On Wednesday, December 21, 2011 11:13:10 am Kostik Belousov wrote:
> On Wed, Dec 21, 2011 at 10:31:11AM -0500, John Baldwin wrote:
> > On Tuesday, December 20, 2011 5:18:58 pm m...@freebsd.org wrote:
> > > On Tue, Dec 20, 2011 at 1:49 PM, John Baldwin <j...@freebsd.org> wrote:
> > > > Hmm, if these functions are expected to operate like 'write(2)' and are
> > > > supposed to return the number of bytes written, shouldn't their return 
> > > > value
> > > > be 'ssize_t' instead of 'int'?  It looks like the system calls 
> > > > themselves
> > > > already do the right thing in setting td_retval[] (they assign a 
> > > > ssize_t to it
> > > > and td_retval[0] can hold a ssize_t on all of our current platforms).  
> > > > It
> > > > would seem that the only change would be to the header and probably
> > > > syscalls.master.  I guess this would require a symver bump to fix 
> > > > though.
> > > 
> > > An extended attribute larger than 2GB is a programming abuse, though.

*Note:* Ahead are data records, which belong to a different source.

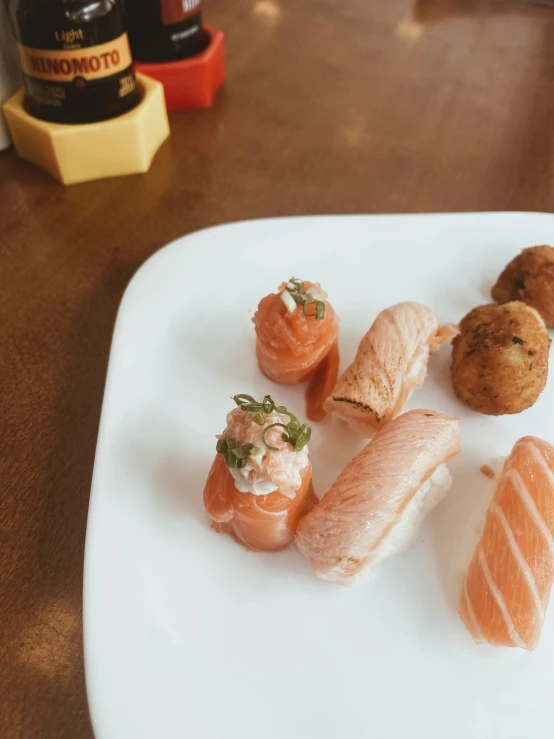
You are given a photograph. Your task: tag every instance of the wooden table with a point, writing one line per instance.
(350, 106)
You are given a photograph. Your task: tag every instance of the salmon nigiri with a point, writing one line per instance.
(390, 363)
(296, 335)
(260, 483)
(375, 506)
(507, 585)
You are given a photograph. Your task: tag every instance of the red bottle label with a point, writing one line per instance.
(175, 11)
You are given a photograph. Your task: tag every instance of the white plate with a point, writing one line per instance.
(189, 635)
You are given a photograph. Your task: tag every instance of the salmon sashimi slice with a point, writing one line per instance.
(292, 341)
(390, 363)
(375, 506)
(507, 586)
(259, 522)
(322, 384)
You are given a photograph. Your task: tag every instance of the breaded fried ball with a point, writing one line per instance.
(500, 358)
(529, 278)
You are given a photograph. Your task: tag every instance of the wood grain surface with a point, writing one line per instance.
(331, 106)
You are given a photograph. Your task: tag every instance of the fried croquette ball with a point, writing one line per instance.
(500, 358)
(529, 278)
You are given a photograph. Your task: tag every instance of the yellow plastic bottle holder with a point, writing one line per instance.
(91, 151)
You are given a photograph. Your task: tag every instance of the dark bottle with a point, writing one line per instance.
(75, 58)
(165, 30)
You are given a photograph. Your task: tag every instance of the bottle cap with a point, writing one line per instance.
(193, 82)
(90, 151)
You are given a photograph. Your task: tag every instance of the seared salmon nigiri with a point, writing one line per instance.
(260, 483)
(390, 363)
(296, 329)
(375, 506)
(507, 586)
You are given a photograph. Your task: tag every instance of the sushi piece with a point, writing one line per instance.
(260, 483)
(296, 328)
(375, 506)
(507, 586)
(500, 358)
(390, 363)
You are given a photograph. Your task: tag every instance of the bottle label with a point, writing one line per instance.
(90, 63)
(176, 11)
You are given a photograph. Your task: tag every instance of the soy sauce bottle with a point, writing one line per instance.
(165, 30)
(75, 58)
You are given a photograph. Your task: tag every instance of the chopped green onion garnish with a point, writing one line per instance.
(295, 288)
(297, 434)
(235, 456)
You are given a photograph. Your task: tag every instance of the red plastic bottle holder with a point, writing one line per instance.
(192, 82)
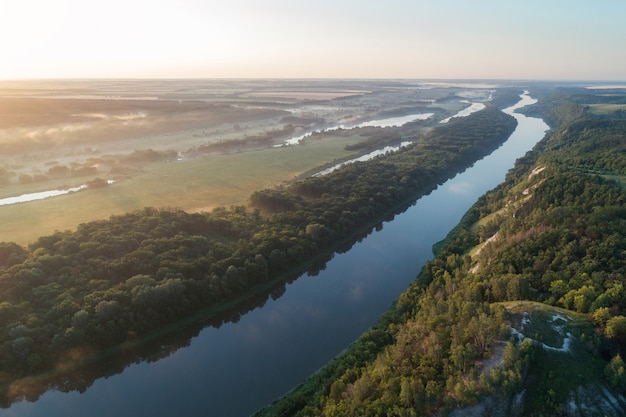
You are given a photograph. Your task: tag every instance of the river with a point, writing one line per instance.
(241, 366)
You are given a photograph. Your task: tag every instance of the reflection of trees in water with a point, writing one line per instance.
(80, 375)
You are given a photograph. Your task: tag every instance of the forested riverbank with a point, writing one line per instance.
(73, 294)
(522, 310)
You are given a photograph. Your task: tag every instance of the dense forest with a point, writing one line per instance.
(75, 294)
(523, 309)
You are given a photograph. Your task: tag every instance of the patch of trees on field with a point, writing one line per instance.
(557, 236)
(113, 281)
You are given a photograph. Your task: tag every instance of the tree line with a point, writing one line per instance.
(551, 232)
(114, 281)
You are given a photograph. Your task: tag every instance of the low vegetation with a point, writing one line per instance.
(77, 293)
(459, 340)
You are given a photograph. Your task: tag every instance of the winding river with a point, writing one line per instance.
(241, 366)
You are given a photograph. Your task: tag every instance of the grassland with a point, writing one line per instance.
(599, 109)
(192, 185)
(77, 124)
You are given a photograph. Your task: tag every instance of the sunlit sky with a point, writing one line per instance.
(483, 39)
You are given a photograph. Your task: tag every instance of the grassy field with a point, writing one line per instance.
(605, 108)
(192, 185)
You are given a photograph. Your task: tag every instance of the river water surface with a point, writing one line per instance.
(241, 366)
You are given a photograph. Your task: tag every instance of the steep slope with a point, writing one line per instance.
(460, 341)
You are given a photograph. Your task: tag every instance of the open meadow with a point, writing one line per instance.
(186, 144)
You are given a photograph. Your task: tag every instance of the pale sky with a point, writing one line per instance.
(480, 39)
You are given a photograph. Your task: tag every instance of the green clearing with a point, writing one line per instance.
(605, 108)
(191, 185)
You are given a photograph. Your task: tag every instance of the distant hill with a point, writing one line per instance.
(523, 310)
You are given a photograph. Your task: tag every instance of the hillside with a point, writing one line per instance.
(522, 310)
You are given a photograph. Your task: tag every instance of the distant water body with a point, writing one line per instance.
(243, 365)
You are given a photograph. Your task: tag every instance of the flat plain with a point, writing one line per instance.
(188, 144)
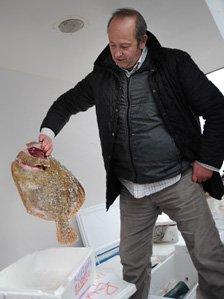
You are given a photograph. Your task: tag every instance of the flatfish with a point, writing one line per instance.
(48, 190)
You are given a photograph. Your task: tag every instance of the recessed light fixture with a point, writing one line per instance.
(71, 25)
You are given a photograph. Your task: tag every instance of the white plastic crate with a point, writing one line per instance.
(177, 267)
(61, 273)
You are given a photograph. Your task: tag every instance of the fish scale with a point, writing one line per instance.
(48, 190)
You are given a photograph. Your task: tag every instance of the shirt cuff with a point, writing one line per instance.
(48, 132)
(208, 166)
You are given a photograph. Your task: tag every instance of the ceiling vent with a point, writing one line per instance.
(71, 25)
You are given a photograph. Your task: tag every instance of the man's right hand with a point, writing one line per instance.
(46, 143)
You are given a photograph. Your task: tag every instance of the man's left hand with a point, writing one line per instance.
(200, 174)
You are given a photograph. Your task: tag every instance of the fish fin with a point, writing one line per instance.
(65, 233)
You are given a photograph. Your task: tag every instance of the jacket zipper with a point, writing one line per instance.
(129, 128)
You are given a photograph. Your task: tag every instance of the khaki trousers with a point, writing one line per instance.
(186, 204)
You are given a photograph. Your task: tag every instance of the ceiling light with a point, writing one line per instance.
(71, 25)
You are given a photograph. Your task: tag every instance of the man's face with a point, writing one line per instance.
(124, 48)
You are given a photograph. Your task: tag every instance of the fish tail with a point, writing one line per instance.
(66, 235)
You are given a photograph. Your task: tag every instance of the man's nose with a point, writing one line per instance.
(117, 53)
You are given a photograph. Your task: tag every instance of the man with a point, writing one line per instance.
(148, 99)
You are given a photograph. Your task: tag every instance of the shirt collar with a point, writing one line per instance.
(138, 64)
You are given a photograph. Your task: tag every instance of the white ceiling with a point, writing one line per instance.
(32, 43)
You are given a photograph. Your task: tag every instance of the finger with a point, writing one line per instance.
(49, 152)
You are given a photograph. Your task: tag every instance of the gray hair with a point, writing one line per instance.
(140, 25)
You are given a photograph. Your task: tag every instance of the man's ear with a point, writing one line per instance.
(143, 41)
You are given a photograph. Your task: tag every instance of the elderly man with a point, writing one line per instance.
(148, 99)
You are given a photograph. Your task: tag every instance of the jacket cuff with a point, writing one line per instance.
(48, 132)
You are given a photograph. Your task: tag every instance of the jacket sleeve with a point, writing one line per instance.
(77, 99)
(205, 100)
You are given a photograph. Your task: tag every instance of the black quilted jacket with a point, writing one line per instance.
(182, 93)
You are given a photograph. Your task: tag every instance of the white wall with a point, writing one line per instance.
(24, 100)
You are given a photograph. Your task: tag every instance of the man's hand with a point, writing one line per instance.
(200, 173)
(46, 143)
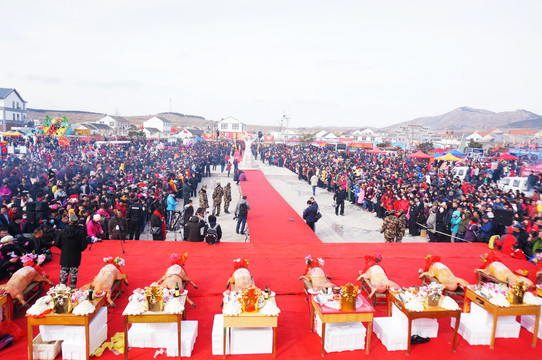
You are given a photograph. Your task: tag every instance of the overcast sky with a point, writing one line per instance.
(345, 63)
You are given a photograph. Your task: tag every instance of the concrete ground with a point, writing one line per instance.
(356, 226)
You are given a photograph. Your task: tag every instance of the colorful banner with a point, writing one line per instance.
(208, 136)
(233, 135)
(361, 145)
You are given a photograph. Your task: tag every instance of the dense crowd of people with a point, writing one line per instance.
(416, 195)
(112, 191)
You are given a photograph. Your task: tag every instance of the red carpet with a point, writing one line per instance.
(279, 264)
(276, 252)
(271, 218)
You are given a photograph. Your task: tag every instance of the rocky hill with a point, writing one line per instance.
(466, 118)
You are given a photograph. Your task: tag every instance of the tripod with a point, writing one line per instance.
(176, 223)
(121, 245)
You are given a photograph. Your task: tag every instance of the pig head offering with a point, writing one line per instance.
(378, 278)
(316, 277)
(20, 280)
(103, 282)
(445, 276)
(503, 274)
(240, 279)
(174, 275)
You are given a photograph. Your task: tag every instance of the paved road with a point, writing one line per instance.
(356, 226)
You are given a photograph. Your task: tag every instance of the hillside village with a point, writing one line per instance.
(180, 127)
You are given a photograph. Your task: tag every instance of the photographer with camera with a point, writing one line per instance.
(241, 214)
(195, 226)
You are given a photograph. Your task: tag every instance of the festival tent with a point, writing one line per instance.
(419, 155)
(376, 151)
(13, 134)
(507, 157)
(448, 157)
(535, 168)
(456, 153)
(63, 141)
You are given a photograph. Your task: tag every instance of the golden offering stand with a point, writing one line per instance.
(154, 296)
(349, 294)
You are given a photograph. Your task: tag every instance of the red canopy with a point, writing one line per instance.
(419, 155)
(376, 151)
(507, 157)
(535, 169)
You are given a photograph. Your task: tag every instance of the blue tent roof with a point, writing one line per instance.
(455, 152)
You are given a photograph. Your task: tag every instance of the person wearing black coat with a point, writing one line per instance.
(309, 214)
(71, 242)
(194, 227)
(339, 197)
(187, 214)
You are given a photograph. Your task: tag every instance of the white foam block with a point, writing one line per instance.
(424, 327)
(45, 350)
(251, 340)
(391, 332)
(218, 336)
(527, 321)
(342, 336)
(473, 330)
(77, 351)
(74, 334)
(164, 335)
(189, 333)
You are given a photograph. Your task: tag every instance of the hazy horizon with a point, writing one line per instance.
(347, 64)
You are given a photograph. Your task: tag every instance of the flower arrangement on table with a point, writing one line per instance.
(240, 263)
(118, 262)
(310, 263)
(417, 298)
(496, 293)
(175, 259)
(62, 300)
(249, 300)
(153, 298)
(33, 260)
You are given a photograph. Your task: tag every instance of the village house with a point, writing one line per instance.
(162, 124)
(119, 124)
(230, 124)
(12, 109)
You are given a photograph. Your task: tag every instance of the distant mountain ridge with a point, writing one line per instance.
(461, 119)
(467, 118)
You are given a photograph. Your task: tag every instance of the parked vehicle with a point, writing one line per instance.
(460, 172)
(515, 183)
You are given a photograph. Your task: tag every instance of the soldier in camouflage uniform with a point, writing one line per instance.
(401, 226)
(203, 202)
(389, 226)
(227, 197)
(218, 192)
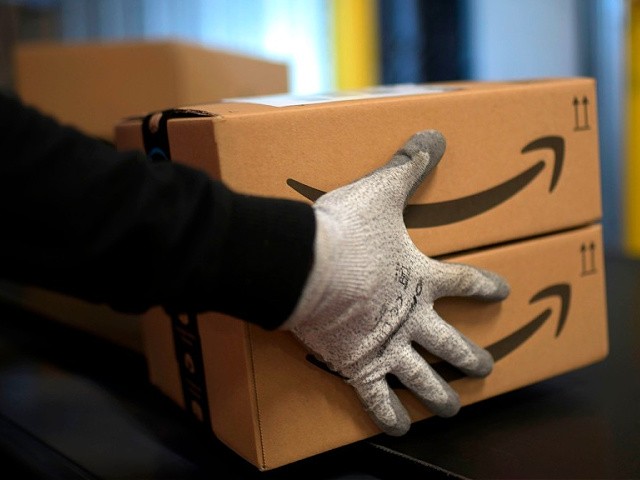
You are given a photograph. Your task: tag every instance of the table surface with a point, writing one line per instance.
(75, 406)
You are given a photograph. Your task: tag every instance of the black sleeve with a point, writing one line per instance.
(110, 227)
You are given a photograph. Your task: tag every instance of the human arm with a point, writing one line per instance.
(113, 228)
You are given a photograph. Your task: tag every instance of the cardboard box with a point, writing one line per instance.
(518, 162)
(517, 192)
(94, 85)
(272, 405)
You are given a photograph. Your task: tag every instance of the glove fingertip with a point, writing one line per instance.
(399, 424)
(431, 142)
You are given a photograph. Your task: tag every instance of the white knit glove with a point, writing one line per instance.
(370, 293)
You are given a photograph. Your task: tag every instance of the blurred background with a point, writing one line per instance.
(348, 44)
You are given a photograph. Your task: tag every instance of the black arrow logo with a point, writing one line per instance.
(503, 347)
(451, 211)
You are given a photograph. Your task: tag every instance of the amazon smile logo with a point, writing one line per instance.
(504, 347)
(443, 213)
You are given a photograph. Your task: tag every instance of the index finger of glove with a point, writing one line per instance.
(399, 178)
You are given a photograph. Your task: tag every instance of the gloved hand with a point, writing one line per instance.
(371, 292)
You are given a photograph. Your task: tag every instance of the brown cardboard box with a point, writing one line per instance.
(94, 85)
(521, 166)
(518, 161)
(269, 403)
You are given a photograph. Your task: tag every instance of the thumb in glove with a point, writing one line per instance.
(370, 293)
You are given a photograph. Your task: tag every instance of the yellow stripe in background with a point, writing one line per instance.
(356, 43)
(632, 201)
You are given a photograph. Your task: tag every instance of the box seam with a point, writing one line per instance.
(254, 386)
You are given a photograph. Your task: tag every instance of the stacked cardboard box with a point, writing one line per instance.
(93, 85)
(517, 192)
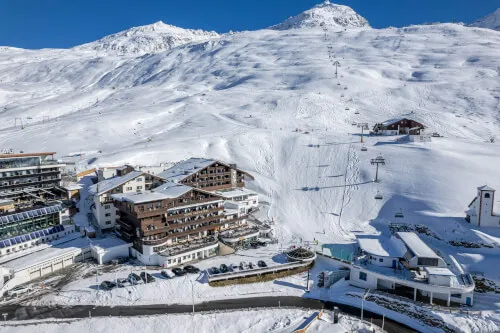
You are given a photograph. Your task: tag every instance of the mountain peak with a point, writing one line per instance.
(491, 21)
(151, 38)
(325, 14)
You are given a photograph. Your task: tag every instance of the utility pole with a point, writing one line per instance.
(364, 126)
(336, 64)
(377, 161)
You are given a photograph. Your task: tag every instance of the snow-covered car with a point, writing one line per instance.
(166, 273)
(19, 290)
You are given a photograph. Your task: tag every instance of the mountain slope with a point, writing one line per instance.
(325, 14)
(491, 21)
(151, 38)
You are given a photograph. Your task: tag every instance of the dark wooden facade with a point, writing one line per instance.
(216, 176)
(156, 222)
(405, 125)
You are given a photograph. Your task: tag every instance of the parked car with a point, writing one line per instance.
(223, 268)
(134, 278)
(167, 274)
(191, 269)
(146, 277)
(178, 271)
(213, 270)
(122, 282)
(19, 290)
(107, 285)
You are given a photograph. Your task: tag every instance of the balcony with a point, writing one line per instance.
(180, 234)
(188, 246)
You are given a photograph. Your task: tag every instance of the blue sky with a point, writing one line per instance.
(66, 23)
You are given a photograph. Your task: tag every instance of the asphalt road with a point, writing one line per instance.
(19, 312)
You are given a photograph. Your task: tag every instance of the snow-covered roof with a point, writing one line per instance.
(236, 192)
(168, 190)
(486, 188)
(111, 183)
(139, 197)
(172, 190)
(438, 271)
(186, 168)
(378, 246)
(391, 121)
(416, 245)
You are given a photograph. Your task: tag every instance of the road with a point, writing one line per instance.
(19, 312)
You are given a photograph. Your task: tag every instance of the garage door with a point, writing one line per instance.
(46, 270)
(35, 274)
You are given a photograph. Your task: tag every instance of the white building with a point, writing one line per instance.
(102, 203)
(34, 263)
(405, 265)
(241, 199)
(481, 210)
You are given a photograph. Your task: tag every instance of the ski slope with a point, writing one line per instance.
(249, 98)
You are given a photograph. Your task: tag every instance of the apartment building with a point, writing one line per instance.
(174, 223)
(206, 174)
(30, 177)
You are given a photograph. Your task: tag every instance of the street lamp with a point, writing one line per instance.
(192, 293)
(377, 161)
(336, 64)
(362, 303)
(364, 126)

> > > Technically int may not be 32 bits but it is on all supported
> > > platforms now.
> > 
> > Today it is an abuse.  In the 90's a 64-bit off_t was considered an abuse by
> > some. :)
> > 
> > The type should match the documented behavior.  On OS X the set operation
> > doesn't return a size but instead returns a simple success/failure (0 or -1)
> > for which an int is appropriate.  However, the FreeBSD API documents that it
> > operates like write and consumes the buffer.   Note that the size of the
> > buffer passed to the 'set' and 'get' operations is a size_t, not an int, and
> > the 'get' operations already return a ssize_t, not an int.
> 
> Note that read(2)/write(2) do return int. I still have WIP patch to fix
> this, but after some conversations with Bruce I am not sure it is worth
> finishing.

The manpages and /usr/include/unistd.h claim they return ssize_t.  Is this
related to the changes to make uio_resid a size_t (I thought that went into
the tree)?  If the problem is that the values read/write return may fall into
the range of only an int even on 64-bit platforms, that is different from the
return type which is part of the ABI.